Anywho, I think I’ve broken my dry spell with this one.Β This is such a nice, dark little read. I was definitely impressed.

Immediately the first thing you note about this book is that teenager Lucia Stanton has been dealt a really shitty hand in life. Her father is dead, the only memento she has of him is his Zippo lighter, which she clutches onto for dear life. Her mother is in a mental hospital with an unspecified mental illness in which she doesn’t recognize her own daughter. When the story opens, she has been expelled from her current high school for stabbing a boy with a pencil. The bright spot of this book is the relationship Lucia has with her aunt, with whom she finds acceptance, and together they squat in a tiny garage with one bed. Her aunt finds her another high school where she falls into favor with a group of kids who set fires for anarchist purposes.

The brilliance of this book is in the characterization of Lucia. She is a bundle of contradictions.

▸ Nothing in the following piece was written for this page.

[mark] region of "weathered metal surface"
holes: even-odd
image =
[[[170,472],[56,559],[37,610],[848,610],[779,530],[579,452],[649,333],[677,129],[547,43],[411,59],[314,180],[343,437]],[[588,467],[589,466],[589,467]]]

She is cynical, whip smart, angry, and completely authentic. I normally don’t go for quirky, “philosophical” teen narrators (I’m probably one of the few people in the world that doesn’t find anything special about Holden Caulfield) but I LOVED Lucia’s voice. She rewrites her club’s arsonist manifesto, she plans big fires–and all of it makes perfect sense because her aunt is a proud anarchist, as was her mother. Hell-raising is one of the few things in which Lucia has as a family legacy. Lucia is self destructive, yet her unapologetic brand of self-destructiveness never grated on me or made me want to put the book down.

I feel like I can’t write enough to do this book justice. It’s engaging and smart. It’s written for adults, but I can definitely see its appeal as a YA novel.